Tra questi c’era anche Eugenio Cefis, che faceva riferimento a Fanfani e alla sua corrente, che con Fanfani condivideva l’opposizione a Mattei e alla sua politica, che era ritornato ai vertici dell’Eni grazie a Fanfani e che una volta ritornato “affossò” l’accordo con l’Algeria e il relativo progetto di metanodotto, per i motivi che abbiamo già raccontato. Graziano Verzotto, allora presidente dell’Ente Minerario Siciliano, entrò in rotta di collisione con Cefis nel momento in cui carezzò l’idea di realizzare il metanodotto Algeria-Sicilia attraverso la Sonems. Ai giudici dirà che all’Eni (prima Cefis e poi Girotti) erano nettamente contrari al progetto, sicché per impedirne o quanto meno ritardarne la realizzazione, avevano ottenuto dal governo di partecipare alla Sonems. Intrighi, interessi privati, e pretestuosità di vario genere ritarderanno di quindici anni l’accordo tra l’Eni e l’Algeria e di almeno dieci anni la realizzazione del metanodotto sottomarino che porterà la preziosa energia, dalla costa africana in Sicilia e nel resto d’Italia.

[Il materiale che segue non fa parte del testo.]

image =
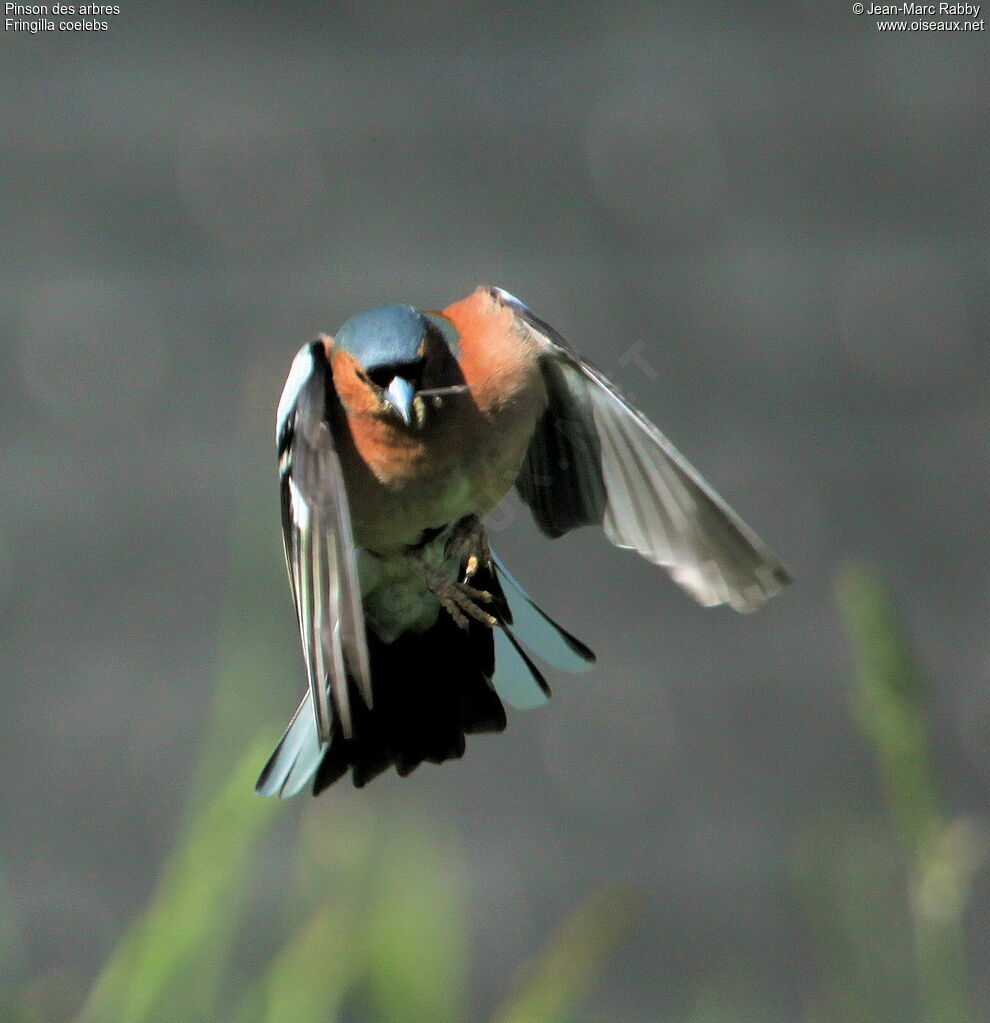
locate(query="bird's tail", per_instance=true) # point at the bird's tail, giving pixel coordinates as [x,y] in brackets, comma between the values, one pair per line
[431,690]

Per il pubblico ministero Calia «l’esecuzione dell’attentato venne decisa e pianificata con largo anticipo, probabilmente quando fu certo che Enrico Mattei, nonostante gli aspri attacchi e le ripetute minacce, non avrebbe lasciato spontaneamente la presidenza dell’ente petrolifero di Stato. La programmazione e l’esecuzione dell’attentato furono complesse e comportarono – quanto meno a livello di collaborazione e di copertura – il coinvolgimento di uomini inseriti nello stesso ente petrolifero e negli organi di sicurezza dello Stato con responsabilità non di secondo piano».